With 98 percent of its product exported, PlanToys has found an appreciative global customer base among generations of increasingly sustainability-conscious parents. And in an industry in which more than 90 percent of all toys are made of plastic, PlanToys’ creatively designed wooden products command premium prices.
Among the best sellers, the Victorian Dollhouse retails for $400 in the U.S. and U.K. and the Dancing Alligator fetches $30. “We are a niche player – we sell to people who understand and share the same mindset,” Kosin explains.
In a circular world, that also means keeping environmentally conscious customers happy by not just selling toys, but also establishing toy libraries so the same toys can be used over and over again.
All of which has made PlanToys a BCG success story. “Thailand is leading the world in the design of wooden toys,” says the NSTDA’s Dr Janekrishna.
As well as being number one in rubber, Thailand also ranks among the world’s leading sugar producers – a bioresource that is playing a major role in the BCG economy. Much of that investment is taking place in Thailand’s high tech Eastern Economic Corridor, where the government is opening a pilot biorefinery and other initiatives to encourage BCG innovation.

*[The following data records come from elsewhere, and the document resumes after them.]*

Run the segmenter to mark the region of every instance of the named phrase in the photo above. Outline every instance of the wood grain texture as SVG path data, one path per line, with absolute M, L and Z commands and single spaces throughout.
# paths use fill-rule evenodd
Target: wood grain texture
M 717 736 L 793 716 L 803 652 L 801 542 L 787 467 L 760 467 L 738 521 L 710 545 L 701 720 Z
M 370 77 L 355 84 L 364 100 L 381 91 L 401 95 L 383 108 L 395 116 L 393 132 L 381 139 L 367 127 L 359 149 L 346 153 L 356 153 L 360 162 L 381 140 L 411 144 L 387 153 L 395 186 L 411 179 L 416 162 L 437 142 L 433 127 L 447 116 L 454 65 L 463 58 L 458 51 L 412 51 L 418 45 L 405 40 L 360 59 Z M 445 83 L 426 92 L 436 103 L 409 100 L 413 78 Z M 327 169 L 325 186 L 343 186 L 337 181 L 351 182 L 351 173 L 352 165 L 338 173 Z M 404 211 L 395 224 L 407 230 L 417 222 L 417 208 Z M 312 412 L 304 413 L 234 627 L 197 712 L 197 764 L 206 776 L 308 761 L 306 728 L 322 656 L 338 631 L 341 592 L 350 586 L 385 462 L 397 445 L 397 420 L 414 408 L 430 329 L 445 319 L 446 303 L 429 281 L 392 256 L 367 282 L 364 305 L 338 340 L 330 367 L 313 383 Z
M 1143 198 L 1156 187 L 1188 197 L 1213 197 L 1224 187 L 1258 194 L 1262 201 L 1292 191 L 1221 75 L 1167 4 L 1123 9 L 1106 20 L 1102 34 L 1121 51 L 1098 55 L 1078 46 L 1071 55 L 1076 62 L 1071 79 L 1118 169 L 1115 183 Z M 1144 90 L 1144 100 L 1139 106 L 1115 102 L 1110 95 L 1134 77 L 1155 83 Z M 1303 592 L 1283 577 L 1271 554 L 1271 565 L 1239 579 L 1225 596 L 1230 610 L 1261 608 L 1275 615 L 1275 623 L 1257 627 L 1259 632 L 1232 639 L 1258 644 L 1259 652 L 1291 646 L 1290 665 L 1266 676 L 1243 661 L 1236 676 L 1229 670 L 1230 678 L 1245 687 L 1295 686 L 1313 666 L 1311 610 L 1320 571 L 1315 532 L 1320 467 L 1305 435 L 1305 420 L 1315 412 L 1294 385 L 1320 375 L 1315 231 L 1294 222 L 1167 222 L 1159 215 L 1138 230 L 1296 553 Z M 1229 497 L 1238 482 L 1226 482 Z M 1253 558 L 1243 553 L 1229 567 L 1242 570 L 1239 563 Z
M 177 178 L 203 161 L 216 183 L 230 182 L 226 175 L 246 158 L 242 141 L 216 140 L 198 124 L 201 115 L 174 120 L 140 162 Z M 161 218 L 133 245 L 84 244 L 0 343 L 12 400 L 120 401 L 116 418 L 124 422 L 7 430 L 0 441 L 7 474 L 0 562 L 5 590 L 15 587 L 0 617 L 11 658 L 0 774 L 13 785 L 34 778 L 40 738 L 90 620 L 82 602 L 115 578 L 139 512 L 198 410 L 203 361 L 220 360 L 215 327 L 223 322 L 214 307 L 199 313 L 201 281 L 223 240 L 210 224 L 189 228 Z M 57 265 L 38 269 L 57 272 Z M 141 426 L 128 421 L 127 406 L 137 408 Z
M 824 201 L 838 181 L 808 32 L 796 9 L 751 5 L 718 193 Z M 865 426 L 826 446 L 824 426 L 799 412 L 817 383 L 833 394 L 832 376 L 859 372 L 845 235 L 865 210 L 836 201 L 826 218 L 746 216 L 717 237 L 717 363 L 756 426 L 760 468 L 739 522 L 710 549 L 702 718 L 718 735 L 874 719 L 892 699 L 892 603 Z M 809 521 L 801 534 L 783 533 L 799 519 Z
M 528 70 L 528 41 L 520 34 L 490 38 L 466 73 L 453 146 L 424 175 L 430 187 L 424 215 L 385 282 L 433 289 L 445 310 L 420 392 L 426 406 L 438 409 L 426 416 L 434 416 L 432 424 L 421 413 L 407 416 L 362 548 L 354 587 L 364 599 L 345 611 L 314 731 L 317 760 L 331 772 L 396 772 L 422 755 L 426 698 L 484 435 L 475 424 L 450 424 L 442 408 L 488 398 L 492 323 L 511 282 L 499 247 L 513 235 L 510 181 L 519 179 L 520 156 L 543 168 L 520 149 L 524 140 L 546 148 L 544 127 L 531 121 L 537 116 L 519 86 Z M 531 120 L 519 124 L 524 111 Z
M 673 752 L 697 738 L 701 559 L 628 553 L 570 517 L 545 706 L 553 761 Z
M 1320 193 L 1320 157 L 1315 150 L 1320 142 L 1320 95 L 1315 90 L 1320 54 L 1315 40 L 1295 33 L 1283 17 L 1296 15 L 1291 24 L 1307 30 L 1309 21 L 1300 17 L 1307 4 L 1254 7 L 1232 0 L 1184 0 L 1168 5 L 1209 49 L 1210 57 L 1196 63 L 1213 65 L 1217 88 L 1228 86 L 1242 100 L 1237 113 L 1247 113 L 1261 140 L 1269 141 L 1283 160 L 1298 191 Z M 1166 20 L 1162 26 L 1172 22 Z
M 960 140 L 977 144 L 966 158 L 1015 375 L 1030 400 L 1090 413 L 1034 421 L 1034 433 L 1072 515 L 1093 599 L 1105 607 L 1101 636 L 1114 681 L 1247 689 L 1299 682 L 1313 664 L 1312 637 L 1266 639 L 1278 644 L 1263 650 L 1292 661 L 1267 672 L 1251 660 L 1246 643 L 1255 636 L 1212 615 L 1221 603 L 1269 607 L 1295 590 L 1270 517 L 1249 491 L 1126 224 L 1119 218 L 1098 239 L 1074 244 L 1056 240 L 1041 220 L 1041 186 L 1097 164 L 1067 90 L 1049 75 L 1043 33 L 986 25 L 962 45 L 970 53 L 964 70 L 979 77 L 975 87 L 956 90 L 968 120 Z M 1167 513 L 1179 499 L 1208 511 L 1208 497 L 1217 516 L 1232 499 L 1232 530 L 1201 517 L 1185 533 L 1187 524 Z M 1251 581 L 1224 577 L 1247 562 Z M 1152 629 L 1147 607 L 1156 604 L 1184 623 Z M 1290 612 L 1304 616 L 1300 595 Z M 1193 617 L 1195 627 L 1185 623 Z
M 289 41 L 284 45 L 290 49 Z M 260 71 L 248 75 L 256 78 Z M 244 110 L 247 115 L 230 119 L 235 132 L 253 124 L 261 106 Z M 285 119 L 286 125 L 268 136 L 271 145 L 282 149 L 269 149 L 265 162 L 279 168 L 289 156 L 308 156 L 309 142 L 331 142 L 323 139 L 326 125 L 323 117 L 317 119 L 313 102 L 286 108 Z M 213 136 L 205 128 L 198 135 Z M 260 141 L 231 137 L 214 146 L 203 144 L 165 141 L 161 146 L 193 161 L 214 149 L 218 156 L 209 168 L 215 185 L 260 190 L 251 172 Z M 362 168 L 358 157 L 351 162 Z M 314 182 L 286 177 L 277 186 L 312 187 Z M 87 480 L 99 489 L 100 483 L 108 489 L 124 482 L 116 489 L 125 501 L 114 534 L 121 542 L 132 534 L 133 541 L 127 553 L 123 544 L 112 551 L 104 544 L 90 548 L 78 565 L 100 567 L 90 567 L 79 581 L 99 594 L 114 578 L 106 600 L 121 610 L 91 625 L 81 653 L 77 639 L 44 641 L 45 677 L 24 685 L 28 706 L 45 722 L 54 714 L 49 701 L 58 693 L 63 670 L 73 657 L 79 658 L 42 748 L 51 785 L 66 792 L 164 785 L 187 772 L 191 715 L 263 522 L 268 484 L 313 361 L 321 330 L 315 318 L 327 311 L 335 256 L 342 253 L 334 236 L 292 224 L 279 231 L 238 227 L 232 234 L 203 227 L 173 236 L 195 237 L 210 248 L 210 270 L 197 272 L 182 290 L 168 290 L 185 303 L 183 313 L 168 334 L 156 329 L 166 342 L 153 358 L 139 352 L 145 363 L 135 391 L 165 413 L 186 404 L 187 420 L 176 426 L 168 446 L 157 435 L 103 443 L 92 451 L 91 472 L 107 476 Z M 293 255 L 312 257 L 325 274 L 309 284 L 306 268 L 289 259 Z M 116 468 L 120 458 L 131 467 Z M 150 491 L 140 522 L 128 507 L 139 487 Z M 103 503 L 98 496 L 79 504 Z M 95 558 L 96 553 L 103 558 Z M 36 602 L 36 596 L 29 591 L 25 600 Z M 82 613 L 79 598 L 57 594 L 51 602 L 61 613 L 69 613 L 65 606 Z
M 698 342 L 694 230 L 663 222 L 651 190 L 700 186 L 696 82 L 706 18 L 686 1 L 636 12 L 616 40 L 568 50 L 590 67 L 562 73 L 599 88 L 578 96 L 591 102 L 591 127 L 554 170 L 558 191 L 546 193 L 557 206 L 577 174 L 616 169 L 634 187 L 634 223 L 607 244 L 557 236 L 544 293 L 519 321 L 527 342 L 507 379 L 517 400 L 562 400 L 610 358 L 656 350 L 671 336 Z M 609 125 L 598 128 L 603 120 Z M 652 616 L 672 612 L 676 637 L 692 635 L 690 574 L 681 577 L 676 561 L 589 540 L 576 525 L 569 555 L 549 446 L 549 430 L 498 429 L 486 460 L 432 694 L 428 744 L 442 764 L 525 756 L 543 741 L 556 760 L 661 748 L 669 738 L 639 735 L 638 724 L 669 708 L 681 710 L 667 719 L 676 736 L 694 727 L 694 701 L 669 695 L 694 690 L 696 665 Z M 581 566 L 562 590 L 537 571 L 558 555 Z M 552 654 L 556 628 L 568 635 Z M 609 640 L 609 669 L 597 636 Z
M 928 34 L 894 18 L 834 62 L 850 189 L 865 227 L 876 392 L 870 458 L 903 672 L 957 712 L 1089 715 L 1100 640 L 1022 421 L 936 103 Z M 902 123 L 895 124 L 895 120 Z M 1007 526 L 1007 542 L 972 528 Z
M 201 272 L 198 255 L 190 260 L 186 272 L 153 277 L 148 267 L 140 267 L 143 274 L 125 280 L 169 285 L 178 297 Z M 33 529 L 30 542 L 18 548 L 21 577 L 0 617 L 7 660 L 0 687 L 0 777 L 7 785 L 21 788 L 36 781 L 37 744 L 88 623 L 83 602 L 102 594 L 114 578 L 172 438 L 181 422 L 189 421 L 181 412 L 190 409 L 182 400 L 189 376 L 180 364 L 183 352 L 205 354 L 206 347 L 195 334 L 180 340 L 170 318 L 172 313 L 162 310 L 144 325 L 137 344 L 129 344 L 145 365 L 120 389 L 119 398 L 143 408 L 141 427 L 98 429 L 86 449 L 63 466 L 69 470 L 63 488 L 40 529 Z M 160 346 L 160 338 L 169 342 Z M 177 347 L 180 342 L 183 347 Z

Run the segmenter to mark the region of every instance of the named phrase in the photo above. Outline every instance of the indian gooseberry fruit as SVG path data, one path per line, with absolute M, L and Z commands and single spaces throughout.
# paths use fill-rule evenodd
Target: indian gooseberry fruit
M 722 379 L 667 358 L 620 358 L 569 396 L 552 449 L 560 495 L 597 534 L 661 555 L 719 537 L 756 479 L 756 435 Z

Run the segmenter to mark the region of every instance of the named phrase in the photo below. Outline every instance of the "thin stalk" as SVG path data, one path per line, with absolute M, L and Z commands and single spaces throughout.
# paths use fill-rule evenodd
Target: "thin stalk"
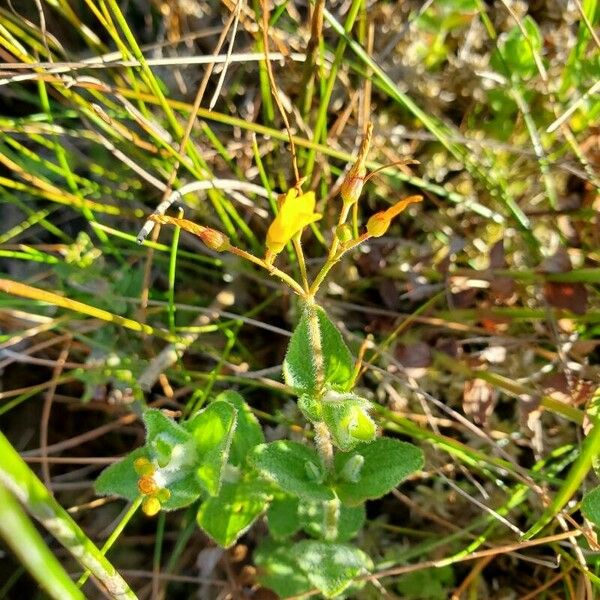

In one example, the leading French energy company Total and Dutch biochemical manufacturer Corbion in 2017 formed a joint venture, Total Corbion PLA, to open a $250 million plant that converts local cane sugar into polylactic acid, or PLA, a renewable and biodegradable alternative to polystyrene and other oil-based polymers. In 2021, the partners announced the venture has upped annual production from 75 to 100 million tonnes to meet demand.
Back at Lenzing’s new Lyocell plant in Prachinburi, Ismail Abdullah is already preparing for future expansion to meet what he describes as “tremendous demand” for sustainable fibres from customers who supply fashion stores such as IKEA, Uniqlo, Levi’s, H&M and Zara.
Lyocell fibres, which Lenzing markets under the brand name TENCEL™, are not only prized for their environmental credentials, but also their wearability. Breathable, moisture-absorbing and soft-to-the-touch, lyocell is often compared favourably with cotton and is widely used in active and casual wear. Hence the “miracle fabric” label applied, amongst others, by UK retail store Selfridges.
Ismail Abdullah says Lenzing could have met the growing demand by expanding production at its other sites in Europe or the US. “But when you have a successful project here in Thailand and when you have such good support from the government and BOI as well as good availability of infrastructure and skilled labour, it is a no brainer that we stay and further invest here.”